Periodic Reporting for period 1 - StorAIge (Embedded storage elements on next MCU generation ready for AI on the edge)
Berichtszeitraum: 2021-07-01 bis 2022-06-30
The development of the most advanced automotive microcontrollers in FDSOI 28nm ePCM will be the main stream to demonstrate the high performance and the robustness of the ePCM solution. The next generation of FDSOI ePCM will target general purpose advanced microcontrollers usable for large volume Edge AI application in industrial and consumer markets with the best compromise on three requirements: performances, low power and adequate security.
On top of the development and industrialization of silicon process lines and SoC design, StorAIge will also address new design methodologies and tools to facilitate the exploitation of these advanced technology nodes, particularly for high performance microcontrollers having AI capabilities. Activities will be performed to setup robust and adequate Security and Safety level in the final applications, defining and implementing the good ‘mixture’ and tradeoff between HW and SW solutions to speed up adoption for large volume applications.
The first interactions were facilitated by the fact that 50% of the consortium was used to working together on the previous WAKeMeUP project. Regarding silicon, the progress on PCM lines is important. The 28nm ePCM has undergone major qualification on its basic perimeter. Various back-ends are being developed. To support the increase in yield, prototypes have been launched in manufacturing, notably by ST's automotive group with a first prototype circuit, the 'SR6P6' chip A. The first silicon has been manufactured and the first tests are very conclusive. On the other memory technologies (OxRAM and FeRam), progress has also been made even if the planning of the major deliverables will take place a little later in the project.
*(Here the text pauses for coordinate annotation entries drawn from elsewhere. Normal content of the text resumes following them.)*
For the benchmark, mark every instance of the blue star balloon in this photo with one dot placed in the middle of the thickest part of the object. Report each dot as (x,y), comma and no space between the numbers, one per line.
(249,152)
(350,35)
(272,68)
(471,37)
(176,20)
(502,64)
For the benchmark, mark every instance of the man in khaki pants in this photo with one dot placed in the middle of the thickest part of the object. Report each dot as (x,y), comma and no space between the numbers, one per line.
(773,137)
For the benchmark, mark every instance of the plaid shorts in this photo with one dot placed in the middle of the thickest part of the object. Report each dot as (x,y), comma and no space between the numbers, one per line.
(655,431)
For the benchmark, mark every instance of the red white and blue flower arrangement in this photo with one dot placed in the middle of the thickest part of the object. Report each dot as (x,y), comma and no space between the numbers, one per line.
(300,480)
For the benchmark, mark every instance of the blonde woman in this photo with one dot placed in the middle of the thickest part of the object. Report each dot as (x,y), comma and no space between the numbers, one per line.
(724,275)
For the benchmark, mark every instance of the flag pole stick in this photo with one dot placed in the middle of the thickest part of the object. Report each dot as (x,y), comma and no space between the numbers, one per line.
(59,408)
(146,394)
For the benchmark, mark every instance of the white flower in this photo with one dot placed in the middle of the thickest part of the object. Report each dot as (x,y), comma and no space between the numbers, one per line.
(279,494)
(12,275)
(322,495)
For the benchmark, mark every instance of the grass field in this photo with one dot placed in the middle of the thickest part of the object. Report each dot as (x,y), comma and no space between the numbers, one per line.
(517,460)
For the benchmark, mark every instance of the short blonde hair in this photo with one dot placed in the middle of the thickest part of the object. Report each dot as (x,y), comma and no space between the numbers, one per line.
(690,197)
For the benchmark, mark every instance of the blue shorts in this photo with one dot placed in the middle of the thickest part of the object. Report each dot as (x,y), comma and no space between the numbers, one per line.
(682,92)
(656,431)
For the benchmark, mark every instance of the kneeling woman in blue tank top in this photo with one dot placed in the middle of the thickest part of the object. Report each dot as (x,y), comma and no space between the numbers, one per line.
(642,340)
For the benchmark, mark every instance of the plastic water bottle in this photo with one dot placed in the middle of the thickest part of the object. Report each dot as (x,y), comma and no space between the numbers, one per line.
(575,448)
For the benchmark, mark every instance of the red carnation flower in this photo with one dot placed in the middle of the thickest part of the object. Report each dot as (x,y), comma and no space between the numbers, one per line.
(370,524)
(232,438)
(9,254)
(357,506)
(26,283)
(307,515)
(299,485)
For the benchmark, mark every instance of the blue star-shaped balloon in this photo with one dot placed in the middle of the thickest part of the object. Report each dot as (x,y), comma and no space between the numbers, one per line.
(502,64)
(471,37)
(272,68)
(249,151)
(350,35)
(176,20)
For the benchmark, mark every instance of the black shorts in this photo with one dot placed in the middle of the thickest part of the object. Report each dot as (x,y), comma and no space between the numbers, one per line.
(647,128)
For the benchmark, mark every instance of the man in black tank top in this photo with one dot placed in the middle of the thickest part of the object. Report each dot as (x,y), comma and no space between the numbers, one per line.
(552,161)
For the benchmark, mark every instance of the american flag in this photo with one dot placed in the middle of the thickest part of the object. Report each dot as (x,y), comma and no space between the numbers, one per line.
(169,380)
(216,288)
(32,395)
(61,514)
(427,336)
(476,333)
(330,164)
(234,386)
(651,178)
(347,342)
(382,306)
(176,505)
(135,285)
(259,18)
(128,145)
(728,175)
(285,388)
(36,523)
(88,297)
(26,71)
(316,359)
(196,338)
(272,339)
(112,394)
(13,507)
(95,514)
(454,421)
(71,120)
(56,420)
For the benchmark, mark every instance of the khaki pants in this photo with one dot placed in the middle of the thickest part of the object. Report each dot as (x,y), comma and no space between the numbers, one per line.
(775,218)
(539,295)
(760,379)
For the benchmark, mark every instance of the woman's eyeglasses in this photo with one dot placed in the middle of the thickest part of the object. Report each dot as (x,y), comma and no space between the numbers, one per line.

On the next technological node in 18nm, a first set of IP libraries design has been completed, the next step will concern an enrichment of the base platform. In parallel to these process development activities, the design teams of the ST microcontroller groups are focused on the design of an advanced microcontroller circuit for Artificial Intelligence. Tape Out is planned for the last quarter of 2022.
A lot of work has been done at the application level to ‘caracterize’ and 'standardise' the demonstrators of the project. An ID card has been filled in for each application demonstrator, and a more precise follow-up (with MDTA) is being put in place to better monitor relative progress.
Globally the project is in good track and in a ‘crusing’ mode, no deviation so far has been anticipated.
StorAIge is pursuing a short and middle term R&D program to explore introduction of the following technologies into products with a multidisciplinary approach:
• Neural Networks have emerged as a powerful complementary tool to augment systems with more complex functionality
• Classical approaches of digital HW architectures already hitting a wall in terms of memory bandwidth and compute density
• Quantized and Binary Neural Networks offer a step forward in terms of complexity and energy consumption reduction
•In Memory Compute (IMC) is seen as the most promising technology forward that requires a multidisciplinary approach to be successful o Materials o New devices (e.g. PCM cells)
o New macro-cells structures (IMC)
o New ways of thinking applications, systems and ad-hoc training
• Analog IMC promises another order of magnitude for compute and power densities.
The main goal in StorAIge is to achieve ASIC comparable efficiency by exploiting different eNVM technologies (FD-SOI 28nm PCM, OxRAM, FeRAM) and configurable accelerators. Many of these accelerators and their design methodologies are already at high TRL level. By applying them to 15 concrete industrial use cases in a state-of-the-art technology and leveraging the ePCM / NVM, StorAIge will create a complete ecosystem of technology, architecture, design method and applications to address the extreme energy efficiency, security, and safety needs of enterprise class of edge AI systems.
The ambition of the project is therefore geared towards these use cases that concentrate improved or new functionalities and represent a significant integration challenge.